The accusations leveled against Fethullah Gülen and the Hizmet movement reminded me of this paper of mine. In a section of the paper, I compare accusations against Gülen and Mevlana Jalaluddin Rumi, a towering spiritual figure of the 13th century. The accusations are almost the same. While I discuss the neonationalist, ultraconservative, radical Islamist, Kemalist and ultraleftist accusations against Gülen in my paper, today, almost all of the same lies are now repeated almost verbatim by the TV channels and newspapers under the control of Prime Minister Recep Tayyip Erdoğan.
Gülen’s antagonists repeat accusations that the papacy has bought a community or movement in Turkey in a bid to produce an adulterated and altered Islam. They reacted negatively to Gülen’s visit to Vatican City to meet with the pope, which they consider a humiliation. They allege that “some groups” are the secret agents of the papacy in Turkey. They also repeatedly claim that some secret agreements between “a group,” the Papacy and the Orthodox Church have been reached to reopen the Halki Seminary, and, when the conditions are right, that Greeks (Rum) will immigrate to Turkey. They also strongly argue that the Muslims who advocate dialogue with Christians and Europeans are either naïve, ignorant or, far worse, traitors. They even imply that Gülen is not a Muslim at all but a secret cardinal of the Catholic Church. Some others claim that Gülen is a man of the Korea-based cult of Sun Myung Moon. An ultra-nationalist has argued that “CIA agents such as Graham Fuller and Paul Henze are disciples [murid] of Gülen.”
Similar to that of contemporary times, the social and political conjuncture was very turbulent when Rumi emerged on the scene. It was a period in which many conflicts and disorders were happening one after the other. The Seljuk state was significantly weakened and deteriorating, frozen by the inability to cope with internal conflicts, divisions and mismanagement. During this period Rumi emerged as a powerful activist and scholar. He not only talked about but also worked to create an atmosphere of dialogue and tolerance through his lyrics, poetry and, of course, followers. Through tolerance and compassion, he conveyed his message, which clarifies the relation of human beings to their Creator, and one’s relation to others and fellow beings. Dialogue, humanity, love, compassion and tolerance as well as respect for, openness to and acceptance of others in their otherness are the fundamentals of Rumi’s thought and practice. He also drew his listeners’ attention to the mother of all evils — ignorance — and underlined that education and dialogue are the only remedies. When he passed away in 1273, Muslims, Christians, Jews, Arabs, Persians, Turks and Romans honored him at his funeral, and men of five faiths followed his bier. The flood of people at the funeral was a sign that Rumi was well understood even in his lifetime, and that he was a sound foundation for different communities.

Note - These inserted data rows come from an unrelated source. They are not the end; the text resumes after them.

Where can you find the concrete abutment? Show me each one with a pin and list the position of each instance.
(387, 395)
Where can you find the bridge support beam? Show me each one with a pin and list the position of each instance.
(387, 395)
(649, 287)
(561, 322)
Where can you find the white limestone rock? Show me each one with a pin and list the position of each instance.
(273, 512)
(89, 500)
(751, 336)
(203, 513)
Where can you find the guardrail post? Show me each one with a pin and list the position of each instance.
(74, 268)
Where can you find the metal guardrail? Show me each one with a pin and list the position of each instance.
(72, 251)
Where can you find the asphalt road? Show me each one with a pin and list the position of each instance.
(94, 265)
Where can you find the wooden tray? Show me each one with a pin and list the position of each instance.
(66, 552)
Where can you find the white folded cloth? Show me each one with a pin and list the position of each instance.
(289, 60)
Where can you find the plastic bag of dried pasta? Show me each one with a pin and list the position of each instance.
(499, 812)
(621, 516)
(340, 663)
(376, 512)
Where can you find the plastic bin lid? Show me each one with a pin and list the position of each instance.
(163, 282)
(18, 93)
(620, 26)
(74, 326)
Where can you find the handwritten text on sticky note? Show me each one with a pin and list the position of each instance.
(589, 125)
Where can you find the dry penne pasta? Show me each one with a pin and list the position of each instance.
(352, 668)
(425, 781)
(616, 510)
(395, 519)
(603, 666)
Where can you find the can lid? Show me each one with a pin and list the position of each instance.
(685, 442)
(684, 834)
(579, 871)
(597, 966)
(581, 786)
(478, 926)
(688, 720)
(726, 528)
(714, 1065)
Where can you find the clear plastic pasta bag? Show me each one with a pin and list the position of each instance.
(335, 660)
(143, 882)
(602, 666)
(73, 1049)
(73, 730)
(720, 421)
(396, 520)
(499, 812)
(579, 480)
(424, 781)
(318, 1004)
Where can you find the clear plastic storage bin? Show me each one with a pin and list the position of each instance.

Rumi also practiced activism in his spiritual guidance to rulers, including the invading Mongols. He was part of the urban elite in the cosmopolitan capital city of Konya. Rumi gained much love and respect from sultans, viziers and kings. These men of high position were very eager to see him. However, Rumi seldom accepted their invitations. Rumi tried to narrow the gap between ulama Islam (scholarly Islam) and folk Islam. He was also involved in the political struggles of his time in one way or another. He was in contact with the rulers. Rumi was not a politician but a spiritual guide who was perfectly aware of the realities of the mundane world, an essential quality for an influential spiritual guide.
Even though he did not deal with everyday politics, he faced and is still facing political accusations, including the claim that he sought political power. Rumi’s respect for all religious traditions was not always popular in his day, and often provoked criticism from the more dogmatic. Rumi was accused of being too soft on the Mongols. While some criticized his openness to the other, others claimed that he was a traitor, a spy and not even a Muslim.